Мне все было интересно наблюдать, но дед на всякий случай упрятал меня в погреб и строго-настрого приказал сидеть тихо. Так там я просидел несколько дней. А потом наступила тишина, - долгая, томительная тишина ожидания. И вот как-то вечером мы услышали, как в дверь кто-то робко постучал. Открылась дверь, и на пороге мы увидели совсем еще мальчика в немецкой форме. Грязный, весь в слезах, он протягивал руку и жалобно просил: "Матка, яйка матка, яйка". У него был такой жалкий вид, что бабушка отломила краюху хлеба и молча протянула ему. Он буквально вцепился своими пальцами в хлеб и, приговаривая: "Данке шён, данке шён", жадно начал есть. Вот таких вояк вынужден был фюрер посылать на фронт в конце войны.

А на следующий день я пошел за водой до копанки, как вдруг услышал - из оврага доносились короткие сигналы морзянки. Осторожно подошел ближе и увидел, как двое склонились над переносной радиостанцией и передавали сигналы. И только тогда разглядел на ушанке одного из них красную звезду.

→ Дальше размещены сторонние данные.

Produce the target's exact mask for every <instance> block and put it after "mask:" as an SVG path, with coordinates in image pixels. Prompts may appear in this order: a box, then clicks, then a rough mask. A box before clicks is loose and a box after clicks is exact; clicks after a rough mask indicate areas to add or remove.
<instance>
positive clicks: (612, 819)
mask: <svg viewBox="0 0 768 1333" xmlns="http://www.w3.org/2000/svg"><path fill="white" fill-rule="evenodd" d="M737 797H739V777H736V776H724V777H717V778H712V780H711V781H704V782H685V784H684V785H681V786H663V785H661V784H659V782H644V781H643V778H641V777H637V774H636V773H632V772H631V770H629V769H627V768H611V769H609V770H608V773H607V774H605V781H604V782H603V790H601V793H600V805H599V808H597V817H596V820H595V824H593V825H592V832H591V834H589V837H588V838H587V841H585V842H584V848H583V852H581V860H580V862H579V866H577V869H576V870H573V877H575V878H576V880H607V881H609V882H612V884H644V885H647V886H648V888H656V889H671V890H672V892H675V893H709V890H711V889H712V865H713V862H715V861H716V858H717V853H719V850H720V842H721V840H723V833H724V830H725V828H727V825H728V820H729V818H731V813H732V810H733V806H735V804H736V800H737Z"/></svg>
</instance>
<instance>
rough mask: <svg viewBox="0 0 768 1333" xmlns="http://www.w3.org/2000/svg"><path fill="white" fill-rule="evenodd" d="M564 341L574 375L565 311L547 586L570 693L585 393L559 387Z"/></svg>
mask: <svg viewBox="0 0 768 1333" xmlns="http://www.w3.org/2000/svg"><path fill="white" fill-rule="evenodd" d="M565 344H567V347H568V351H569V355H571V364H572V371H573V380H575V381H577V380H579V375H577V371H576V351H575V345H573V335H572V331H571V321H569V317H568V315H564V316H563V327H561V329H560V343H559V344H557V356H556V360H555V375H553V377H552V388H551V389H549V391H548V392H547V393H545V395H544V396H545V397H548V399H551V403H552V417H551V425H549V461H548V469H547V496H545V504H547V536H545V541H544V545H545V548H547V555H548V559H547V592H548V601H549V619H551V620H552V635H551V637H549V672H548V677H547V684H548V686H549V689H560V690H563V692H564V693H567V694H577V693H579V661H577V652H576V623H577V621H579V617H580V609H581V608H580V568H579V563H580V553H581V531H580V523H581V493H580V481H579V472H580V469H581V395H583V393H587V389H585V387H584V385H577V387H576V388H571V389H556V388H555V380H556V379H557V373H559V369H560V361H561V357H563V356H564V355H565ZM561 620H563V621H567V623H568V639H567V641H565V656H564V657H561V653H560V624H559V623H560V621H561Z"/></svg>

…Много лет прошло с той поры, а воспоминания о войне, о партизане в ушанке со звездочкой, взрыв радости и счастья навсегда остались для меня самыми яркими, самыми сильными. Я сообразил, что это наши, и с криком: "Наши-и-и!" - бросился что было сил в деревню. Правда, через минуту уже снова сидел в погребе - дед не сразу поверил и на всякий случай решил все же упрятать меня в уже обжитое место.

А партизаны, видимо, передавали своим о том, что в деревне никого нет, путь открыт, и уже примерно через полчаса от соседнего села Березовка двинулась лавина вооруженных людей. По тому, как они были одеты, все сразу поняли - партизаны. Они первыми вошли в село. Шли кто в военной форме, кто в телогрейках, кителях, в пальто. Одни в сапогах, другие в ботинках, а кто и вовсе в постолах - обувь, сделанная из телячьей кожи. Несли на себе и везли на лошадях пулеметы, ящики с боеприпасами, противотанковые орудия. Прошли через все село без единого выстрела вслед за немцами в направлении к железнодорожной станции. Там были еще немцы, слышались выстрелы. При приближении партизан завязался бой. Говорили, там много полегло наших, но и немцев тоже. После освобождения станции жители хоронили погибших. Позже мы узнали, что это был один из отрядов дважды Героя Советского Союза Сидора Артемьевича Ковпака.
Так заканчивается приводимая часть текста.